Du coup, quand ils parlent, on a tendance à vouloir les écouter. Avant la rencontre face à Angleterre, samedi, ils livrent leur sentiment sur l’équipe de France, autour d’un thème qui leur est cher et qui pourrait contribuer à un renouveau des Bleus.
Le comportement, par Sean Fitzpatrick
« Il y a toujours de la qualité chez les Français, mais il faut aussi un grand manager. Les meilleures équipes du monde, aujourd’hui, ont les meilleurs coachs du monde. Donc vous devez trouver le bon coach, celui qui tirera le maximum des joueurs. La manière dont ils ont joué hier [lors de la victoire contre l’Italie, le 23 février] ne suffira pas pour gagner demain. Est-ce que Brunel est l’homme qu’il faut ? Je ne sais pas… Je ne sais pas. Je l’ai suivi un peu quand il entraînait l’Italie. On dirait qu’il veut changer l’attitude, le comportement des joueurs. C’est une bonne chose.
Ce qui manque aux Français, c’est de se concentrer vraiment sur l’équipe nationale. Regardez l’Angleterre, l’Irlande, l’Ecosse. Regardez comment ils ont fait évoluer leur jeu aussi, en s’inspirant parfois un peu des Blacks d’ailleurs. C’est la référence des sélections nationales, mais les joueurs français doivent comprendre que pour arriver à ça, c’est une énorme préparation mentale et beaucoup de sacrifices. Pour une Coupe du monde, il vous faut une profondeur d’équipe. C’est ça qu’il faut travailler sur les 12 prochains mois. »
Le poste de demi d’ouverture, par Brian O’Driscoll
« Vous avez rappelé Lionel Beauxis pour les derniers matchs… Ce n’est pas un choix d’avenir! Ce n’est pas la réponse à vos problèmes. Je comprends que les Français soient en train d’essayer de trouver des solutions pour s’en sortir, mais ça ne va pas être lui qui va porter le numéro 10 à la prochaine Coupe du monde, si ? C’est un peu tôt pour [Matthieu] Jalibert. C’est une chose d’être performant avec les moins de 20 ans… mais les options de jeu qu’il a prises contre l’Irlande lors du premier match, ce n’était pas possible à ce niveau. C’était trop pauvre pour les Six Nations. Anthony Belleau, en revanche, ça peut être bien de lui donner du temps de jeu. Je sais que Brunel doit gagner quelques matchs pour avoir de la tranquillité, mais il faut donner l’opportunité aux joueurs de briller avec ce maillot.

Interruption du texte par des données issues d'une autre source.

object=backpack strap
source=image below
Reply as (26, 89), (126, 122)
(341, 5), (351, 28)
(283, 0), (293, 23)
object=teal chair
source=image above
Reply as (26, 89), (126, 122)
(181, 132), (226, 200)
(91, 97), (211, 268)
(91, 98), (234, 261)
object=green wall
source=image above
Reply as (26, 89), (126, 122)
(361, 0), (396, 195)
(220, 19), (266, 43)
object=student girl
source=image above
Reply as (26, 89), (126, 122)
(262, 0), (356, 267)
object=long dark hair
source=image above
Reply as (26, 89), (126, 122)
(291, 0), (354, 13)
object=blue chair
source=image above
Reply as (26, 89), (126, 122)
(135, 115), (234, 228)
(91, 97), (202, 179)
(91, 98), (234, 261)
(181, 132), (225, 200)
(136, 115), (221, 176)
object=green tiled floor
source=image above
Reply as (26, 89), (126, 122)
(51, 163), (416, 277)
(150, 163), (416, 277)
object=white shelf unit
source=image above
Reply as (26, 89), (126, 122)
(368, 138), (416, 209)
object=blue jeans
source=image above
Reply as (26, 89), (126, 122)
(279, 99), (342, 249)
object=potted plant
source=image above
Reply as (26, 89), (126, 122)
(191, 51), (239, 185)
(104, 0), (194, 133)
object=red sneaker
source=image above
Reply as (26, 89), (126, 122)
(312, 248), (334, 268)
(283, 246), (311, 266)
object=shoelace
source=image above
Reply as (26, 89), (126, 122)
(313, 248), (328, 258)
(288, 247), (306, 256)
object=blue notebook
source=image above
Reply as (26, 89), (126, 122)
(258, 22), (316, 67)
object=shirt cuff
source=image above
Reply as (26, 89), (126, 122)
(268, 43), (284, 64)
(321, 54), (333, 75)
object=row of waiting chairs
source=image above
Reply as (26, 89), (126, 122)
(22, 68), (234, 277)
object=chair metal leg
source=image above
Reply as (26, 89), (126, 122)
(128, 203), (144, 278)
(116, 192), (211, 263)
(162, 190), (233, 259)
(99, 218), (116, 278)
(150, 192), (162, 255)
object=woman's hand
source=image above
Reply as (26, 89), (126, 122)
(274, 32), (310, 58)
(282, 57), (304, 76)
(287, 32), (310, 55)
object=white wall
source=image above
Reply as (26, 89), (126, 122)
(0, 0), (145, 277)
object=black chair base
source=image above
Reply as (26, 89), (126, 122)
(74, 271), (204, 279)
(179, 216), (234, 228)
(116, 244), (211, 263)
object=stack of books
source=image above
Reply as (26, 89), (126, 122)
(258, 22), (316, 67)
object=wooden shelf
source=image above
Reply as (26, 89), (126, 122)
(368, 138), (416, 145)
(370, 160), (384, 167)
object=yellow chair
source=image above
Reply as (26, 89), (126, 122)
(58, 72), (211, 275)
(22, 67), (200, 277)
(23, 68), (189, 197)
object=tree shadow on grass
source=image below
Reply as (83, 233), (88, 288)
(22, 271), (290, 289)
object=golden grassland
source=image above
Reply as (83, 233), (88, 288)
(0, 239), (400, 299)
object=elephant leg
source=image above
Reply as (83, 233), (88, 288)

Le problème de la France depuis quelques années est qu’il n’y a aucune stabilité au poste de numéro 10. Pourtant, il n’y a pas de qualité standard à attendre d’un ouvreur. Prenez Michalak dans ses grandes années, il était excitant à voir jouer. Peut-être un peu lent, mais c’était le style de l’équipe aussi, c’est pour ça qu’on aimait voir jouer la France, parce que quand il allumait la lumière c’était beau. Il pouvait faire de mauvais matchs, être presque catastrophique même, mais bien plus souvent il était solide, il guidait le jeu français et ça avait des conséquences positives.
Après lui, Trinh Duc était censé être le nouveau demi d’ouverture de référence, mais il a eu des problèmes physiques. Franchement, même en cherchant loin, je ne me souviens pas d’un numéro 10 dominant, qui a imprimé son autorité sur le jeu de la France, qui est venu et a dit « ça, c’est mon maillot pour les six ou sept prochaines années ». Toutes les équipes se sont bâties sur de grands 10. Wilkinson, O’Gara, Sexton, Biggar, Farrell, etc. Ils ont tous été là pendant un long moment. La France n’a pas cette continuité. Quand vous changez vos demi d’ouverture à chaque match, c’est très compliqué de construire quelque chose autour. Beaucoup de choses dépendent du 10. En France, vous avez aussi beaucoup de joueurs étrangers qui viennent pour jouer à ce poste, c’est un problème. »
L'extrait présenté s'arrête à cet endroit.